Wedgemount Lake in Garibaldi Provincial Park
Due to lingering snow, the Wedgemount Lake trail will be very difficult to hike until mid June(2016). Large sections of snow on the trail will persist until late June(2016). Wedgemount Lake is one of the most spectacular hikes in Garibaldi Park. Though it is a relentlessly exhausting, steep hike, it is mercifully short at only 7 kilometres (one way). The elevation gain in that short distance is over 1200 metres which makes it a much steeper hike than most other Whistler hiking trails. Compared with other Whistler hikes, Wedgemount Lake is half the roundtrip distance of either Black Tusk or Panorama Ridge, for example, at 13.5k and 15k respectively (one way).
If you were to search your whole life for an absolutely amazing, astoundingly perfect, alpine hiking paradise, you'd have trouble finding a place as great as Wedgemount Lake. To start with, the lake is breathtaking.
Every angle you look at it and every hour of the day it alters its appearance dramatically. From its wonderful turquoise, marble-like appearance reflecting bronze mountains at sunrise and sunset. To its startlingly vivid appearance in the darkness of night. Reflecting stars are as clear looking down on the lake as they are looking up at the sky.
The massive valley that contains Wedgemount Lake is ringed by impressive mountains and the ever-present Wedgemount Glacier that continuously pulls your attention to it.
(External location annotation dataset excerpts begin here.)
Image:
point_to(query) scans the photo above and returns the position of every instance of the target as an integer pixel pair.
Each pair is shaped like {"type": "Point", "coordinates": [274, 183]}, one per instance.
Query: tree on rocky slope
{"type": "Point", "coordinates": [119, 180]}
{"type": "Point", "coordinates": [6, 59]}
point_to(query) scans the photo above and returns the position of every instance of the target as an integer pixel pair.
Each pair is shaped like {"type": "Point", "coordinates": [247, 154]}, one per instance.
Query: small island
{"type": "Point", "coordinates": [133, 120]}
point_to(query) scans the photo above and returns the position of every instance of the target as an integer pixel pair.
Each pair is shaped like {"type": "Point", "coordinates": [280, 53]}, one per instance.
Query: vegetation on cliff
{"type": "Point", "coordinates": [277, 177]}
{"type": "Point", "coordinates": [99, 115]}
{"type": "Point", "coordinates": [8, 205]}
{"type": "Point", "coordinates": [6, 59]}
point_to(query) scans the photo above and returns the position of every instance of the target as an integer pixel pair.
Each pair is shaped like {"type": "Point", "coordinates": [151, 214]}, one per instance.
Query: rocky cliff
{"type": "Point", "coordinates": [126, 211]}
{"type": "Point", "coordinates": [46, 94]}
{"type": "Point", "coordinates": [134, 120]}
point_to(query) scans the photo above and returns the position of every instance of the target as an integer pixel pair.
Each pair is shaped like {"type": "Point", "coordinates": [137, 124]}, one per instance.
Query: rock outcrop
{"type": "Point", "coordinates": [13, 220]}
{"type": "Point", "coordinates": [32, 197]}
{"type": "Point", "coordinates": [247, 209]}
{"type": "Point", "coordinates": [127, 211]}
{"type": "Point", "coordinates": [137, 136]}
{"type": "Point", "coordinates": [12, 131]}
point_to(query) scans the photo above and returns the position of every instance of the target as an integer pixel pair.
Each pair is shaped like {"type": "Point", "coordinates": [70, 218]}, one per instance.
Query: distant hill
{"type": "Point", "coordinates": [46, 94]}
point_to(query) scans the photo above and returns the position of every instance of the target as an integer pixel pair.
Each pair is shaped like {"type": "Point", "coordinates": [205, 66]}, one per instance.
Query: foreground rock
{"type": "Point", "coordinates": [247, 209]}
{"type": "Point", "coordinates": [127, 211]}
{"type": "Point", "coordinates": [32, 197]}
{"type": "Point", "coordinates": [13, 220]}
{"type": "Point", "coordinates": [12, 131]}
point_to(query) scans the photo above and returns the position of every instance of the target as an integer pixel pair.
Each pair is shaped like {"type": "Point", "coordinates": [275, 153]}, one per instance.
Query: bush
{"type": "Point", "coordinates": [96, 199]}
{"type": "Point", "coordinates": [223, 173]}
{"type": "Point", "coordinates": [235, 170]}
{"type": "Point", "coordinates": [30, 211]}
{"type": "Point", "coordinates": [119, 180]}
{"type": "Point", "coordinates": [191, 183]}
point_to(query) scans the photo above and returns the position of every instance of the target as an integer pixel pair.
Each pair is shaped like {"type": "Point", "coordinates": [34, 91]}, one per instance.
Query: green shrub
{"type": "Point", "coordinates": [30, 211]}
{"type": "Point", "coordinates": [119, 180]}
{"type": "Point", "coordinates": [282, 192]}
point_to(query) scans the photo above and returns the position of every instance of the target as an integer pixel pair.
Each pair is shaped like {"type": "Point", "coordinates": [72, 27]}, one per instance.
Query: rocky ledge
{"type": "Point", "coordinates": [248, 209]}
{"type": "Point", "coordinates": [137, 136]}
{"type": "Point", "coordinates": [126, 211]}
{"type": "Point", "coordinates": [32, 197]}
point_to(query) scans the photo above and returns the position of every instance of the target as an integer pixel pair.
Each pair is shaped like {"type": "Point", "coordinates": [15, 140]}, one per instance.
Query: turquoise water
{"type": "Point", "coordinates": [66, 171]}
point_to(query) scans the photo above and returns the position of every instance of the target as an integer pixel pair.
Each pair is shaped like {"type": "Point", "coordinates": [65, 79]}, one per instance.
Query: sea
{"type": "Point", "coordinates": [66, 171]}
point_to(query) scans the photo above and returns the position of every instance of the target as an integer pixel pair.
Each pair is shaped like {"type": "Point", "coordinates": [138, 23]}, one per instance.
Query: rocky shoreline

The trail that leads around the lake to the glacier takes only 20-30 minutes and is quite amazing to explore.
Wedgemount Glacier, at its edge, has what is called a glacier window. A huge ice cave, created out of the melting underneath this huge, crushing mass of ice. You can get right up close to this impressive ice cave and have a drink of what was just moments before ice left thousands of years ago before Wedgemount Lake was called Wedgemount Lake.
Though glaciers can never really be considered safe to hike on, the Wedgemount Glacier is relatively safe. Hiking up the glacier by bearing left, close to the rocky edge will lead you after about an hours, very strenuous hiking to the top of the glacier into the Wedge-Weart Col. Wedge Mountain is the highest mountain in all of Garibaldi Park at 2891 metres, and Weart is the massive mountain to the left of Wedge if looking from the lake. The col in between them is amazing. The views all around are incredible. But the further you explore around Wedgemount Lake, the more you come to conclude that the entire place is wonderful. Just wonderful. From the Wedge-Weart Col you can see the distant, very distant, Matterhorn looking, Mount James Turner. Wedge is the setting off point for this spectacular, multi-glacier, three day hike. Of course, seen from the col, your eyes tracing the probable route along the Lord of the Rings sized glacier valleys below. The feasibility of how anyone can find a way to its summit leaves you wide eyed.
Then you turn your eyes to Wedge Mountain right next to you. Nearly anyway. You climbed, breathless for hours to get where you stand at the Wedge Weart Col, and you look at the route (one of many routes) to the summit of Wedge, and your eyes get wider. From the col it is mystifying how the summit could be reached. But it can. Stand here long enough and a couple of determined hikers will trudge past you. Crampons punching into the snow, ice axe fastened to their packs, and more often than not, a leathery complexion that proclaims that Wedge is not their first big summit. Turning your back on Wedge now you look gradually upward as the snowy col gives way to scree and boulders that lead up to Weart Mountain.
This is probably the most climbed mountain in the area. It doesn't require special equipment, ropes, helmets, crampons, etc. Not usually in July anyway. And can be reached via the Wedge-Weart Col or more often down the glacier near the glacier window. About 300 metres past the glacier window, on the way to the col, Weart can be reached by hiking left up the steep scree and boulders along one of the many small, yet very tall waterfalls cascading down the rocks. Weart gives you the best vantage point for photographing Wedgemount Lake as it stretches out, elongated below you until it disappears over the edge via Wedgemount Falls. Wedgemount Falls is 296 metres tall and can be seen at a distance from the Wedgemount Lake trail about 30 minutes from the end or top of the trail.